This has been a question that has come up with several of my customers recently. Therefore I thought this would be a good topic to discuss. Modifying the Schema is something that is a necessary action prior to carrying out installation of Directory Enabled Applications whether they are Microsoft or 3rd Party. Plus of course if you are looking to Migrate from 2000, 2003 to 2008 you will need to firstly undertake a Schema Updates. Each Schema update whether it is big all small should have a consistent approach in dealing with it. This is because of the potential impact it has on your Active Directory if it goes wrong. Therefore great attention to detail should be applied to both process and procedure.
Check List for Good Practise for Schema Updates Process and Application.
Process and Procedure
Create a highly Structured Process to Schema Updates this involves;
- Validation and Justification of the Update – Remember this is a one time procedure affecting the entire Forest.
- What type of change is this (Update, Modification,Depreciation)
- What is the Risk ?
- Ensure if this is a customized update that you obtain a valid of .LDIF files to analyze with complete documentation
- Have complete explanation of the update written and approved
- Have a list of Roles and responsibilities for the Schema Update
- Is this schema update an update that is really required ?
- Is this the only way to effect your change ?
- Check whether base schema already has attributes or objects in it.
- Staging of Schema Changes (Pre-Production Forest to Production Forest). to test this out to ensure there are no problems thoroughly first.

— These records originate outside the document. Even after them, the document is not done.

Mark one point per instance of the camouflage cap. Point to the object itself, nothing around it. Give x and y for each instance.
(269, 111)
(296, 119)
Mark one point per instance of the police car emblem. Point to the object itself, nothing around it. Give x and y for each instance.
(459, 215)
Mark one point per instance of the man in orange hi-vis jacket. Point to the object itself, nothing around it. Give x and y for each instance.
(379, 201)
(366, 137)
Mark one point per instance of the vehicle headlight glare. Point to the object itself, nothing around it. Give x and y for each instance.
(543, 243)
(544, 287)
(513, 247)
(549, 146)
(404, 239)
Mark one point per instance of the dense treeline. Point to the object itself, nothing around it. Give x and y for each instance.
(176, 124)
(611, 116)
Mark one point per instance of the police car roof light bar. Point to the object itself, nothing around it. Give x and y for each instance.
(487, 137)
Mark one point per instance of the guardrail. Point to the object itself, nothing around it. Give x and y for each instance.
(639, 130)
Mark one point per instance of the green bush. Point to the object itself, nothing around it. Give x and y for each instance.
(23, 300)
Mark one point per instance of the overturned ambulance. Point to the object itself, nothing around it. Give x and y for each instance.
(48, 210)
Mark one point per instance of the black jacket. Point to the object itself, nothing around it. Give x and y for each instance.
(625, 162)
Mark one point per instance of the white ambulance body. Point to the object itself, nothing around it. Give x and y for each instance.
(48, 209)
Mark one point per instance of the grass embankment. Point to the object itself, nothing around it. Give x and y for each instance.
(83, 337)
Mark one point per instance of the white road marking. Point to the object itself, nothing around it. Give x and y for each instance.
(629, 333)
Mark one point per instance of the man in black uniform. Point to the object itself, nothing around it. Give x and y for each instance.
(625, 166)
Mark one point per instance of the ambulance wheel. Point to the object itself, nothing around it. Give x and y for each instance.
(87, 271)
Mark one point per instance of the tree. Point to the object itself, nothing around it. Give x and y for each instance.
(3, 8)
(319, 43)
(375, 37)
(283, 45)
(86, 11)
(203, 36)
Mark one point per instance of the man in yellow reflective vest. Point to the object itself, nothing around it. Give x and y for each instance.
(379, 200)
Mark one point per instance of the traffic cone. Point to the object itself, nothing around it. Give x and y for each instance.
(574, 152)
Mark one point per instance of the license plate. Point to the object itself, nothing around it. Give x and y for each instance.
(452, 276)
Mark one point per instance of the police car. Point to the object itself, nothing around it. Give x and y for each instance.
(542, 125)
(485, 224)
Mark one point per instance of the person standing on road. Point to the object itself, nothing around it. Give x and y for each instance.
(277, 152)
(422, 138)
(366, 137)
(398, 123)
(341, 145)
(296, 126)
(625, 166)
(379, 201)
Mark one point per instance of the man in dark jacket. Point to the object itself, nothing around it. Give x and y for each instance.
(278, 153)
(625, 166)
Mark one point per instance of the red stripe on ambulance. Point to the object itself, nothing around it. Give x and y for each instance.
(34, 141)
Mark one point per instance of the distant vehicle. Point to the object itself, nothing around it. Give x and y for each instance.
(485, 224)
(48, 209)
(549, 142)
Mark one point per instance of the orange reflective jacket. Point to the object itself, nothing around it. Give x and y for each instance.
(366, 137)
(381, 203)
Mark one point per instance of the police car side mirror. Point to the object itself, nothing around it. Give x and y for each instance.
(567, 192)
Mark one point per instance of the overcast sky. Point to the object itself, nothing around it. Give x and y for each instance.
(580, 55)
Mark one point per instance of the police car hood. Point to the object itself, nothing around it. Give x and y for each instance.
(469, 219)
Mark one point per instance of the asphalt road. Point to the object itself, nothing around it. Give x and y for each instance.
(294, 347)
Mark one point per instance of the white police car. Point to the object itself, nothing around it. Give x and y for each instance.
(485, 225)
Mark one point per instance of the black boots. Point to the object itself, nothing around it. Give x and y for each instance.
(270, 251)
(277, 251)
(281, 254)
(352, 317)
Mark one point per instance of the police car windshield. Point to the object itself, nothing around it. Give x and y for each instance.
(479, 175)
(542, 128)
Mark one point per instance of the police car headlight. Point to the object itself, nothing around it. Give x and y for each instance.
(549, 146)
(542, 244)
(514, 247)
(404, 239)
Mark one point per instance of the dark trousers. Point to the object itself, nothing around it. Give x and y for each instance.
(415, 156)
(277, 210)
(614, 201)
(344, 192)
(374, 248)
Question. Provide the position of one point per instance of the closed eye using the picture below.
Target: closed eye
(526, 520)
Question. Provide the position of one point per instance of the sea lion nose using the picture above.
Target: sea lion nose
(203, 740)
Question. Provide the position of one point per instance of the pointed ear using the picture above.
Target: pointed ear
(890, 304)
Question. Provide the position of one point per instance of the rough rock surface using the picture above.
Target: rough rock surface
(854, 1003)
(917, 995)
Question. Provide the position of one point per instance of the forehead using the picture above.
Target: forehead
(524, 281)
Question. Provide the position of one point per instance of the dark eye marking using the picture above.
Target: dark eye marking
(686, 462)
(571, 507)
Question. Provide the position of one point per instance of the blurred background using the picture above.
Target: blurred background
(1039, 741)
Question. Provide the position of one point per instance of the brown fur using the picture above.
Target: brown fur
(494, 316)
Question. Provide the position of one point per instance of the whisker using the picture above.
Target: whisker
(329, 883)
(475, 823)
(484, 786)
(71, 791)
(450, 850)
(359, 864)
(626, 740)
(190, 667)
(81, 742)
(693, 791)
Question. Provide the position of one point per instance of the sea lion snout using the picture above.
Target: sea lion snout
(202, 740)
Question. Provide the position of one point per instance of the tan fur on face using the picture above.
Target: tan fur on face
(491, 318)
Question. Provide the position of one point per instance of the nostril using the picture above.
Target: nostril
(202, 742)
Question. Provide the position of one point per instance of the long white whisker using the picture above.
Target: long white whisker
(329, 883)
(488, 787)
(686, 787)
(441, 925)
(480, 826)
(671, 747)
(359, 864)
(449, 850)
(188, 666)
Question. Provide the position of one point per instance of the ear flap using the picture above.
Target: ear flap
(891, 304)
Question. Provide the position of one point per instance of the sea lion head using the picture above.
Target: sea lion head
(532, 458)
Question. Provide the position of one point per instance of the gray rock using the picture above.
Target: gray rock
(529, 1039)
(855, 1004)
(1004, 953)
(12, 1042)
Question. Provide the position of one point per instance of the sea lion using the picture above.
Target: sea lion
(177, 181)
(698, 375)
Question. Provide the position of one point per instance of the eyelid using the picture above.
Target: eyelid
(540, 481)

One approach of sever that has worked for myself and colleagues with customers is as follows;
Suggested Schema Update Physical Process
1. Add new DC
2. Allow to replicate
3. Transfer Schema role to new DC
4. Allow to replicate
5. Check its replicated and the fact that this DC holds this role has replicated throughout the Forest
6. Make sure you have a verified backup of at least one Domain Controller per Domain in the Forest prior to the Schema Update.
7. Isolate the new DC (remove network cable) and to ensure it is not replicating due to accidential re-insertion of the cable
Repadmin /options <dcname> <+/-> <DISABLE_INBOUND_REPL/DISABLE_OUTBOUND_REPL
8. Update schema
9. If the Schema update is verified as being OK allow to replicate by reversing the Steps in step 7.
10. Transfer role to old DC and remove new Domain Controller
11. if not OK , destroy DC and remove it from config and DNS (metadata cleanup)
There are other approaches. For example by doing the schema update on the Server that holds the role and not introducing a New Domain Controller into the Forest for just this action. Both ways I have worked with successfully.
The key to the success of a Schema Update is to ensure you THOROUGHLY test it prior to deployment in a pre-production environment. Plus also ensure the update is well written and checked prior to deployment on the Domain Controllers.
I recommend watching the WebCast on this subject see below for link. Also the picture below is a screenshot from the verification process MSIT go through prior to applying a Schema Update to our Live Environment.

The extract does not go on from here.